As they filed out, she said, “Tam, not you.”

“Okay,” he said.

“Right,” Dun said. “So you haven’t got Myrch’s wife?”

“No...” Bel said.

“Did he know that?”

“Not exactly...”

“Wow, you really are a piece of work, aren’t you?”

“Hey!”

“You know he died trying to get me to you?”

“No... I’m sorry.”

“Not though, are you?”

“I liked him,” she said.

“Gods help the poor folk you don’t like,” Dun said. “Who’s got her: his wife, I mean?”

“The Duchy.”

“Okay. Right, if you want me to help you, I want you to help me first.”

“What?” Bel said. “I don’t make deals.”

“Sure you do,” Dun said. “You owe Myrch, you owe me.”

“I don’t owe you anything. We busted you out of prison,” Bel said.
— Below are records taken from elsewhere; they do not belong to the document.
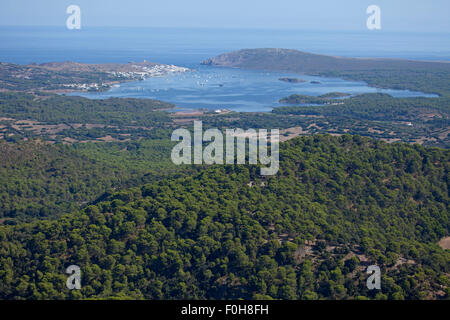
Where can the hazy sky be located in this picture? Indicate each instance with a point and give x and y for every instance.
(396, 15)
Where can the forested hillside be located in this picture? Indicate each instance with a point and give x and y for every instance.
(337, 205)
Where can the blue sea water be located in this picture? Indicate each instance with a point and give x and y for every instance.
(210, 87)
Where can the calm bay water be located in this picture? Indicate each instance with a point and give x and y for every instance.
(234, 89)
(209, 87)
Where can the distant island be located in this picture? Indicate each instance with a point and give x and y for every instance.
(292, 80)
(376, 72)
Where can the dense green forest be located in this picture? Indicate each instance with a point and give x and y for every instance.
(336, 205)
(38, 180)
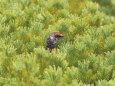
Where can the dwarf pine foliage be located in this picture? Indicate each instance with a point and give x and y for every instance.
(85, 56)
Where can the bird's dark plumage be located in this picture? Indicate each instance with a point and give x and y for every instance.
(51, 40)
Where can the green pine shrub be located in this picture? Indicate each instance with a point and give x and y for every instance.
(84, 56)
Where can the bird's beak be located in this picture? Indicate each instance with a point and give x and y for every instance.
(61, 35)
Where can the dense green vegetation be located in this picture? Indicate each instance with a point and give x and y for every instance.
(85, 56)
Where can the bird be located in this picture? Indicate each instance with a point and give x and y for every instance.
(52, 39)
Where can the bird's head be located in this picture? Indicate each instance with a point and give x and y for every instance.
(58, 35)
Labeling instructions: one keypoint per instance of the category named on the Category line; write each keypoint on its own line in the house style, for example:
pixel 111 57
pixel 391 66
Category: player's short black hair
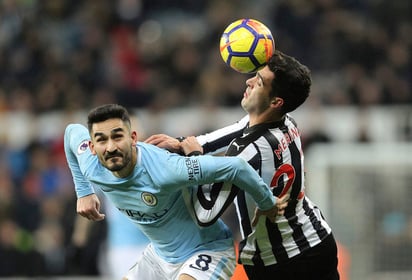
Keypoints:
pixel 106 112
pixel 292 80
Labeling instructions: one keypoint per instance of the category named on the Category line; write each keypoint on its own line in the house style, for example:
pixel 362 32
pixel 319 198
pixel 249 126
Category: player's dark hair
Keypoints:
pixel 292 80
pixel 106 112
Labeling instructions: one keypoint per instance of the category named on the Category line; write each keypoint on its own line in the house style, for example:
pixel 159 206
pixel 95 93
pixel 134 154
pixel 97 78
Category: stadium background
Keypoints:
pixel 59 58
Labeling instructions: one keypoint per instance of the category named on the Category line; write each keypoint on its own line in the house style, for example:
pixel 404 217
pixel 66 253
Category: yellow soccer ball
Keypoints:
pixel 246 45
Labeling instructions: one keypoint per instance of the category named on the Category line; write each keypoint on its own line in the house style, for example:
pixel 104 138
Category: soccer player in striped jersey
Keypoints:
pixel 300 245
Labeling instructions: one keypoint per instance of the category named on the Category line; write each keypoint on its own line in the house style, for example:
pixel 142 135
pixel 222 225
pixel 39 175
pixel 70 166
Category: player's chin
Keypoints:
pixel 114 166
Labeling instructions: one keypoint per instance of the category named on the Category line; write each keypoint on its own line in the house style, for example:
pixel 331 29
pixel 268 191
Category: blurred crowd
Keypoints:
pixel 69 55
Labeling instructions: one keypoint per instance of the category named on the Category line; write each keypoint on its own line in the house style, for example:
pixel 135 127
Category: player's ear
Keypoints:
pixel 91 147
pixel 277 102
pixel 134 137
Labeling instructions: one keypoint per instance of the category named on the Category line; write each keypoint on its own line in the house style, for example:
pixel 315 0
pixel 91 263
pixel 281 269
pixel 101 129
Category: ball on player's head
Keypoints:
pixel 246 45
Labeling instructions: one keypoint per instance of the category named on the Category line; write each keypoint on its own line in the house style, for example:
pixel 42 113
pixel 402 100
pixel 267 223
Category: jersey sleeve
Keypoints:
pixel 76 139
pixel 217 141
pixel 238 172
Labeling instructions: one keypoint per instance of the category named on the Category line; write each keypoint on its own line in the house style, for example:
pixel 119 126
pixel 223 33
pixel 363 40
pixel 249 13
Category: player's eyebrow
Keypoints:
pixel 114 131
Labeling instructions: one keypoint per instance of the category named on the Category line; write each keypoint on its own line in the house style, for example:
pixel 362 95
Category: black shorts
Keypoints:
pixel 318 263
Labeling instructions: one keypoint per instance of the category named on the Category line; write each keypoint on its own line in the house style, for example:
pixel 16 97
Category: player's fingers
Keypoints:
pixel 154 139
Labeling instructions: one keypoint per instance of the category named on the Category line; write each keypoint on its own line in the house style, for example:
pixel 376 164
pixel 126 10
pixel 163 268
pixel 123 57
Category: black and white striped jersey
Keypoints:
pixel 275 152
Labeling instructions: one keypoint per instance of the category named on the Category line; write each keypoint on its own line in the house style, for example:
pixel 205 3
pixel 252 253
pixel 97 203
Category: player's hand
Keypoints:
pixel 89 207
pixel 277 210
pixel 164 141
pixel 190 145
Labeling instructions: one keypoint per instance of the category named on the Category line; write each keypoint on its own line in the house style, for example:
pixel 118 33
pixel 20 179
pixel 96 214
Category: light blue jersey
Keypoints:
pixel 153 196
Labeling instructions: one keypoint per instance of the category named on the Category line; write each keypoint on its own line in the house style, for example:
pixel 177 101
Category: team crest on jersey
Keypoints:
pixel 83 147
pixel 149 199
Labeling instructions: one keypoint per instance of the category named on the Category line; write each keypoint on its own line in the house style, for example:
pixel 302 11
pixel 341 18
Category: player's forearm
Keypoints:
pixel 218 140
pixel 240 173
pixel 82 186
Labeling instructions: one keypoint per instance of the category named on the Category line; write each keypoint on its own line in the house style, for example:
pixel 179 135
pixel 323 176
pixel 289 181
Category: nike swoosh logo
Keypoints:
pixel 227 45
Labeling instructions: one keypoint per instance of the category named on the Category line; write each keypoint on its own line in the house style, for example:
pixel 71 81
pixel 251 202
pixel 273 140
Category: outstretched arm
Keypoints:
pixel 75 146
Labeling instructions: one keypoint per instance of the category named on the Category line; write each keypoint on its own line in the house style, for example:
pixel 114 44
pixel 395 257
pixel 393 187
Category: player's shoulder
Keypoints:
pixel 290 120
pixel 75 128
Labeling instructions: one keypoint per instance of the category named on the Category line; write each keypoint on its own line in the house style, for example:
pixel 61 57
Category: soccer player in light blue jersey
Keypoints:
pixel 152 186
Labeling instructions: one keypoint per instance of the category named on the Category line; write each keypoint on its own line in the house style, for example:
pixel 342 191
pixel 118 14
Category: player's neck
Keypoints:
pixel 264 117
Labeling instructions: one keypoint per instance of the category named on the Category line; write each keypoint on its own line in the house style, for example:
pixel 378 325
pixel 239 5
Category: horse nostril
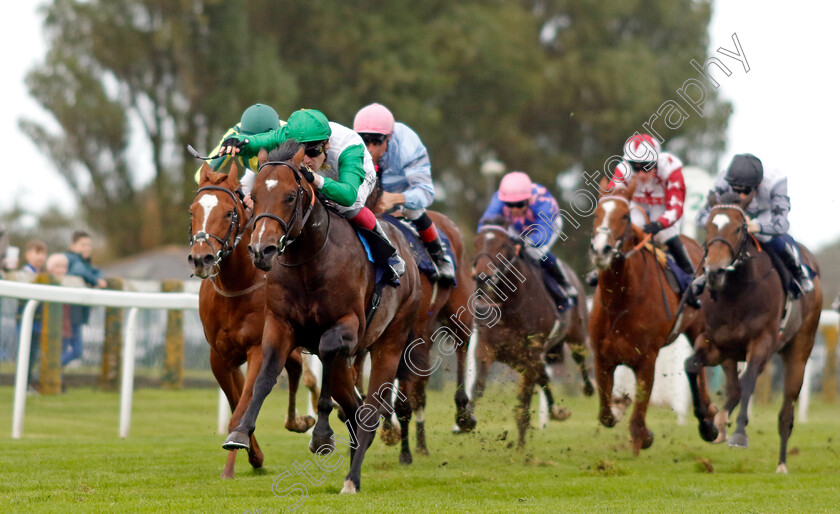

“Where I wouldn’t have been if you hadn’t used your crazy mind-machine on me. I’d rather you’d left me there. At least I knew what the torturers were up to. You want me, you trade.”

“Trade what?”

“A mission,” Dun said.

“I don’t understand.”

“Yeah you do, you do this stuff all the time. Sabotage, hit and run, all that kind of stuff.”

“I’m listening,” Bel said.

“There’s a control gate on the water out of the Duchy. Control of that water is starving my people. I want that gate gone.”

“Gone how?” Bel said.

“I don’t know. You’re bright folks. You work it out. It’s my price. Do that and I’ll serve you in the best way I can for a cycle.”

“Hmm,” Bel said.

“We could,” Tam said, “I mean, it’s possible.”

“Okay, let’s meet up and vote on it,” Bel said.

She left the room, muttering.

“I thought she took that rather well,” Tam said.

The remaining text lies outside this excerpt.